Pai da aspirina e da heroína
O químico e farmacêutico Felix Hoffmann é celebrado especialmente como o inventor da aspirina. Sua segunda grande descoberta aconteceu quase por acaso, enquanto experimentava com ácido acético. Ele resolveu combinar este ácido com morfina, obtido do suco da papoula usada para produzir ópio, criando assim a heroína. O produto só se tornaria ilegal na Alemanha em 1971.
Cocaína para oftalmologistas
Já desde 1862, a alemã Merck fabricava cocaína, usada na época pelos oftalmologistas como anestésico local. Ao pesquisar folhas de coca da América do Sul, o químico Albert Niemann havia isolado um alcaloide, que chamou de cocaína. Niemann morreu pouco depois de sua descoberta, vítima de um problema pulmonar.
Foto: Merck Corporate History
Freud e cocaína
Sigmund Freud consumia cocaína para fins científicos. Em seus "Escritos sobre a cocaína", o pai da psicanálise escreveu que ela não traz inconvenientes. Segundo ele, a substância transmite euforia, energia para viver, e motiva a trabalhar.

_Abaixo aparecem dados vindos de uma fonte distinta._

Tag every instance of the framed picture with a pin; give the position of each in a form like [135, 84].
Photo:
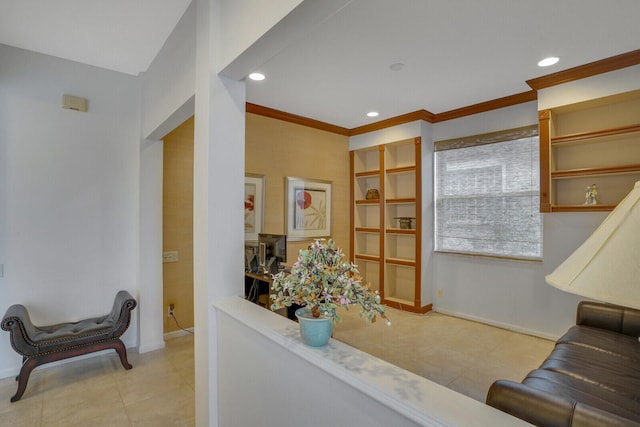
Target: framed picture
[308, 208]
[253, 206]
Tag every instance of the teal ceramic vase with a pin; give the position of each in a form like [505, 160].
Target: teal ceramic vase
[315, 332]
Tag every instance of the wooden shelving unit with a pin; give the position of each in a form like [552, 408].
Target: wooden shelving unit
[387, 255]
[591, 142]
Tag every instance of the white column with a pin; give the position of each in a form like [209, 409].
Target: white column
[218, 208]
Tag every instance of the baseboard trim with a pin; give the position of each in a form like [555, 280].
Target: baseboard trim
[179, 333]
[500, 325]
[152, 347]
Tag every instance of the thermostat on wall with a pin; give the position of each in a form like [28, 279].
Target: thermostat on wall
[74, 103]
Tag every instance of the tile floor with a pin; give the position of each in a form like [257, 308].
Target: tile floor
[159, 391]
[462, 355]
[98, 391]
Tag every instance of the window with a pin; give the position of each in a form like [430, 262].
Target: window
[487, 195]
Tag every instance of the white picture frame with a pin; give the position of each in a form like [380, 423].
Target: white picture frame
[308, 208]
[253, 206]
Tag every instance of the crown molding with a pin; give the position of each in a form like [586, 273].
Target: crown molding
[482, 107]
[294, 118]
[606, 65]
[594, 68]
[394, 121]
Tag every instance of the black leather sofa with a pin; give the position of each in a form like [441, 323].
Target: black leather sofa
[591, 378]
[43, 344]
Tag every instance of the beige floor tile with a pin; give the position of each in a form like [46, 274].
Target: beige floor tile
[173, 408]
[159, 391]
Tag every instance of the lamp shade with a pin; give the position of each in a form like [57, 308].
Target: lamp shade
[606, 266]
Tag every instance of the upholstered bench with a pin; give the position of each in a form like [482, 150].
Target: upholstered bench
[43, 344]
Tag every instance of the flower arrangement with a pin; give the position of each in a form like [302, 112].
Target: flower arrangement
[322, 281]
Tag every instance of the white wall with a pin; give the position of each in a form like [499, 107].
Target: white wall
[167, 100]
[270, 377]
[68, 219]
[169, 83]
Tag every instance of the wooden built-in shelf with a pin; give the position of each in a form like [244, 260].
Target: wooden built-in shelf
[611, 170]
[367, 174]
[585, 136]
[592, 142]
[403, 169]
[368, 229]
[400, 261]
[401, 200]
[401, 231]
[367, 257]
[389, 257]
[582, 208]
[398, 301]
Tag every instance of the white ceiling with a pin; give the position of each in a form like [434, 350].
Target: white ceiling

Seu entusiasmo, no entanto, acabou com a morte de um amigo por causa da droga. Naquele tempo, a cocaína era prescrita contra dor de cabeça e dor no estômago.
Foto: Hans Casparius/Hulton Archive/Getty Images
O barato do Ecstasy
Embora o americano Alexander Shulgin seja considerado o inventor da pílula Ecstasy, a receita para sua produção estava em mãos da fabricante alemã Merck. Em 1912, foi dada entrada para a patente de uma substância oleosa sem cor chamada metilenodioximetanfetamina (MDMA ). Na época, os químicos consideraram que ela não teria valor comercial.

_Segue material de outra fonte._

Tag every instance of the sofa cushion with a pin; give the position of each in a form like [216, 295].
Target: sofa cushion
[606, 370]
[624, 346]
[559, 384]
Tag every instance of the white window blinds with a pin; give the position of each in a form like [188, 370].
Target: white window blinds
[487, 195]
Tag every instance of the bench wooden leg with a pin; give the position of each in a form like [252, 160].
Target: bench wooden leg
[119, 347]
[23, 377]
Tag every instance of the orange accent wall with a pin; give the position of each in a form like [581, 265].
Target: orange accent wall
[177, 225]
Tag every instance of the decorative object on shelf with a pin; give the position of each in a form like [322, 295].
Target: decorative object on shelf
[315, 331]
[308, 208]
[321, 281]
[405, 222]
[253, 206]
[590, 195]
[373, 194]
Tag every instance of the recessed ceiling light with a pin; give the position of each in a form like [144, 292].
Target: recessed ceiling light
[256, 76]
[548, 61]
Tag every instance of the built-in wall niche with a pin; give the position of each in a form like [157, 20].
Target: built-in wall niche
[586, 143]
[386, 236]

Foto: picture-alliance/epa/Barbara Walton
Efeitos de longo prazo
Os efeitos destas descobertas são implacáveis. As Nações Unidas calculam que em 2013 morreram 190 mil pessoas no mundo devido ao consumo de drogas ilegais. Em relação a bebidas alcoólicas, que não são proibidas, os números são mais impressionantes: a Organização Mundial da Saúde estima que em 2012 5,9% de todos os casos de morte no mundo (3,3 milhões) foram uma consequência do consumo de álcool.